Do I understand correctly that being a Virtualchain specific implementation, Blockstack Inc can decide which blockchain to choose and migrate the whole PKI and DNS (with all registered namespaces)?

Per the Virtualchain paper, Blockstack’s virtualchain is fork*-consistent. There is no “longest chain” rule like there is in Bitcoin. Instead, your client software selects which fork it wants to follow (currently, there is only one).

Can somebody please explain this using the example from some hypothetical situation. I am aware of Onename migration but I don’t understand how is that possible.

For example, I can control my Onename identity that is ultimately registered in the Bitcoin blockchain using Blockstack’s virtualchain protocol implementation. Then somebody from Onename top management team decides that Bitcoin is not suitable anymore for their needs and decides to migrate to AnotherCoin. How will I control my identity in that case, if my keys are from Bitcoin assets, not AnotherCoin’s?

Do I understand correctly that being a Virtualchain specific implementation, Blockstack Inc can decide which blockchain to choose and migrate the whole PKI and DNS (with all registered namespaces)?

No, this is not possible. Blockstack Inc cannot force you to run different software. Moreover, Blockstack Inc cannot force your node to change which fork it follows (fork*-consistency means that multiple forks are allowed, so long as nodes in different forks ignore one another).

However, what Blockstack Inc can do is select the software’s default parameters, including which blockchain the node follows. The software is open-source, so each individual has the power to fork the software and change the default parameters as well. Migrating from one blockchain to another would almost certainly require a hard-fork in the consensus rules, and we have not implemented the blockchain-migration opcodes yet (see below).

That said, it is entirely possible for there to be two divergent Blockstack histories on Bitcoin today. No one can stop you from forking off of Blockstack’s current history and creating a divergent history, and no one can stop you from staying on Bitcoin if Blockstack Inc opts to migrate off of it. Similarly, no one was stopping you from continuing to use Namecoin and the u/ Namecoin TLD even though Onename migrated away. The consensus hash construction enables each node to identify which fork it is reading, so in the limit each user could choose which history they want to follow. Whether or not using a different fork is useful in practice is an orthogonal matter.

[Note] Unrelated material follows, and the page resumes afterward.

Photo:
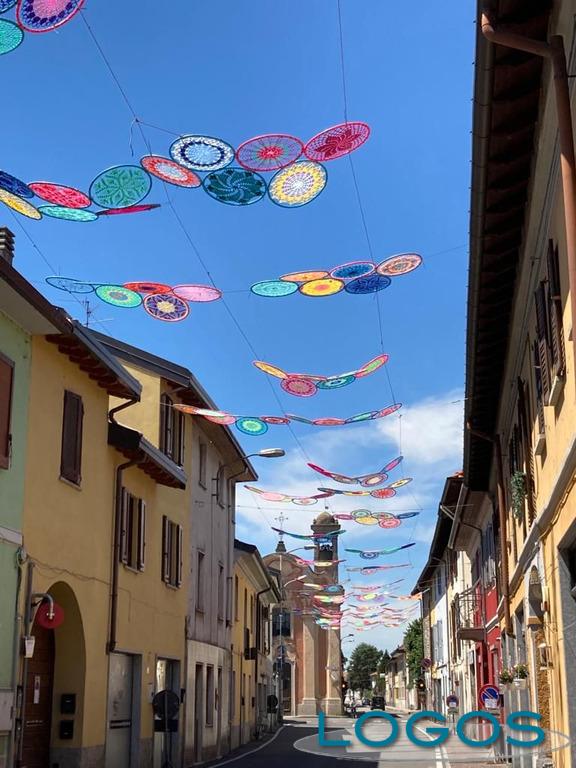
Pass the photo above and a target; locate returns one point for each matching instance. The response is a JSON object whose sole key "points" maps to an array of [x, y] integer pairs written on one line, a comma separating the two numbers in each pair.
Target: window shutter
{"points": [[6, 380], [539, 393], [523, 420], [543, 338], [181, 427], [141, 557], [71, 457], [180, 553], [165, 549], [124, 544], [555, 312]]}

Anyway, we haven’t implemented the blockchain-migration opcodes because by the end of next year, we hope to have an on-chain voting mechanism like Bitcoin’s miner signalling in place where users can decide to do things like migrate to a different blockchain. The high-level idea is to create a .vote namespace with uniformly-priced names that have a very short lifetime. Users would burn Bitcoin to cast ballots, and if users consistently and overwhelmingly vote to activate a particular feature over a fixed interval of time, the feature automatically activates (i.e. Blockstack Inc would release the software with the features deactivated, and users would vote to activate the features). Users can cast as many ballots as they want, but since each one costs a fixed amount of BTC, the chain history will show how strongly the Blockstack “economic majority” wants something to happen. Doing disruptive things like migrating chains or changing the consensus rules would be put to a vote in this way. We’re still fleshing the protocol out, so feedback is of course welcome :slight_smile:

Thanks for your reply! It is now more clear that until Bitcoin’s blockchain hardforks (as soft forks won’t hurt Blockstack’s virtualchain / temporary forks are unlikely to exceed 10 blocks length) or Blockstack nodes reached consensus on self-hardfork, the system seems to be quite stable (Bitcoin’s hardfork is unlikely to happen) and central authority independent.

Though, my hunger to understand this technology in depth is not over. Have to read the newly released paper before asking other questions :slight_smile:

@ion Which new whitepaper are you referring to? Can you link me to it? Thanks!